Starting as a long-term special education substitute teacher at Red Hill Elementary, Sproule was encouraged by Principal Komarey Moss to earn her certification to teach full time and has chosen to work in one of the most challenging teaching environments on campus — a fully self-contained classroom designated for students with severe disabilities. She is known by her colleagues for her ability to effectively provide her students with individualized strategies of instruction and assessment based on her deep understanding of each unique learner. 

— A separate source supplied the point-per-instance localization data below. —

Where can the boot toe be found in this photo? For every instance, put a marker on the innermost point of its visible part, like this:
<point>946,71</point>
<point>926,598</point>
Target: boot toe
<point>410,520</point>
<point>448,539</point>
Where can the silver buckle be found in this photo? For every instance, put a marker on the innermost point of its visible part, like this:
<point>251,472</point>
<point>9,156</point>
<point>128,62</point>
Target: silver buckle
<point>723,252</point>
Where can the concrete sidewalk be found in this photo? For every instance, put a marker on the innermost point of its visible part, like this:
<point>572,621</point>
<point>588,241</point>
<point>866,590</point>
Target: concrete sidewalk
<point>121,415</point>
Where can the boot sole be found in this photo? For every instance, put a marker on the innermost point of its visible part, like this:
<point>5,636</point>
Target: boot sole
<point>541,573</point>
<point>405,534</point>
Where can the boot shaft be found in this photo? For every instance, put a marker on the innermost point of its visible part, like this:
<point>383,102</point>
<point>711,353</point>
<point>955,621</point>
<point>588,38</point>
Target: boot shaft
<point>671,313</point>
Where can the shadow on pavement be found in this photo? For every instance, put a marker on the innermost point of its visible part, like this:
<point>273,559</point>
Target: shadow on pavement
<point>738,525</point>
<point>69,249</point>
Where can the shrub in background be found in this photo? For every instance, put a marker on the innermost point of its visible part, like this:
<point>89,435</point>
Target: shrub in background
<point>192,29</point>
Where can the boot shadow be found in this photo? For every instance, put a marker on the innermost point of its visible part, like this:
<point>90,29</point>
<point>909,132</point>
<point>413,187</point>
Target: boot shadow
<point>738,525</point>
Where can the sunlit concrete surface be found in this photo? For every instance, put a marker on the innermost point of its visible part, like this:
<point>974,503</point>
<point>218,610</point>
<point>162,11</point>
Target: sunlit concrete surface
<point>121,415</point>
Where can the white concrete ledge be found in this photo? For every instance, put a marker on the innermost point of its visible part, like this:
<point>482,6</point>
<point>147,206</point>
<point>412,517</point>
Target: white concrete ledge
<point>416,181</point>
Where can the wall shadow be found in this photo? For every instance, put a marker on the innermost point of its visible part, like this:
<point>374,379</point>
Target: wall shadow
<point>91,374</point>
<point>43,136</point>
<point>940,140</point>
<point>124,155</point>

One example of how Sproule designs innovative approaches to learning based on the specific needs of her students is when she created a three-dimensional picture exchange system as a communication tool for a student who is both visually impaired and non-verbal. The tool was effectively used to help the student express their desires and needs. While just one example, Sproule has created many individualized manipulatives and hands-on resources for her students that are used daily within the classroom and also regularly modifies and adapts curriculum for her students utilizing stories, visuals, performing arts and more. 

“When I see my kids with different needs, I know I’m here for a reason,” Sproule said. “To see any progress in my kids makes a difference in my life. I always say you don’t learn by the way I’m teaching, I’m teaching by the way you learn.”

During the period of distance learning that resulted from the pandemic, Sproule went above and beyond to ensure her students would not regress. She not only took as many professional development courses as she could to stay up to date with the latest technology and distance learning trends, but she also utilized that training to creatively establish bitmoji classrooms for each student to help ease navigation into virtual learning. She provided students with activities and lessons to practice the skills that they were focusing on and would also do weekly home visits for students to drop off supplies or to work with each student. 

Red Hill Principal Moss regularly witnesses first-hand the respect that Sproule has gained from her peers and sees her as a model for all teachers. “She exemplifies a leader who strives to do the right thing all the time for the children and has great relationships with everyone,” Moss said. “She is forgiving in her practice and always seeks to understand the differing backgrounds and experiences of those around her.”

Sproule thanked her teacher team for all the support they provided her with. “Everyone in this school deserves this prize. Without the rest of the teachers I could not do this.”

Established in 2007, the Teacher of Promise award alternates annually between elementary and secondary teachers with the state winner selected from a group of HIDOE complex area honorees.